A note of gratitude: Although I am the one applying for this Permaculture Design Certificate, I am uncomfortable using the personal pronoun “I” in my write-ups. I most certainly could not have done this project without the encouragement and help of my husband and family. Thank you, everyone, for your loving support.
3 thoughts on “Permaculture Journey”
My name is David Emery. I found your site via the Open Permaculture School forum. I love your project and the way you shared it with everyone!
I am considering taking the paid PDC course with Open Permaculture School as well. I am a director of a community development nonprofit in Cambodia and I will use what I learn to raise the capacity of my org to bring sustainable agricultural practices to the communities we work with.
I was wondering if you felt the course was well done? Will someone living in the tropics be able to appropriate the learning for this social/cultural/environmental contexts? In short, as someone who has completed the course, would you encourage others to use the same school as you?
They have a 45 percent discount that ends for me tomorrow (Wednesday, April 29). I would really appreciate any thoughts or advice you might have!
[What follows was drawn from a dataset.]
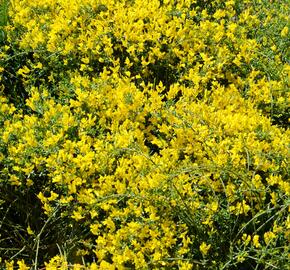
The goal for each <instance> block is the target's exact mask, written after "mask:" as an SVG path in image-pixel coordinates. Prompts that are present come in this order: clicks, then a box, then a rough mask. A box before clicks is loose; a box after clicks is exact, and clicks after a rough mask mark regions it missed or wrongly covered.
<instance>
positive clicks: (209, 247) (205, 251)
mask: <svg viewBox="0 0 290 270" xmlns="http://www.w3.org/2000/svg"><path fill="white" fill-rule="evenodd" d="M210 247H211V244H209V245H207V244H206V243H205V242H202V244H201V245H200V246H199V250H200V252H201V253H202V255H203V256H206V255H207V253H208V251H209V249H210Z"/></svg>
Thank you and I look forward to hearing from you!
From your name, Barbolian Fields, to your passion, to your detailed design, I am in awe. Thank you so much for sharing. This is going to help me with my own design, as I am taking the same course. I know everyone is different, but I would appreciate knowing how long it took you to create this design. Warmly, Amber
Thank you so much for your kind words! That is EXACTLY why I put the whole thing up here on the web – to help others who might be struggling with their own projects or who just might want to see what someone else did. (I am still in the process of uploading some of the information on plant guilds and have to make a few corrections to some of the pages that lost formatting with the website changes I’ve been making). The project is basically an extension of what we have been doing since 2009 (and earlier, really) – but the actual *project* – as written up under the requirements of the PDC course – took a little over a year. I had to request a short extension. I could have done it in less, but you know how life has a way of creating diversions – plus, sketching out an idea from scratch is one thing – putting together a plan while you are in the middle of implementing it is quite another. I also confess to taking a huge amount of time in trying to figure out the best way to draw things out and upload them to the website and perhaps going a bit overboard on some of the details because I didn’t have a clear idea on what was required. After awhile, I realized it didn’t matter — the design was really for me, not for a certificate – and so then I was free to make it how I wanted it (even though some ideas were a bit optimistic). It will never be finished! Always evolving, as it should be. Thanks again for your comment. It made my evening!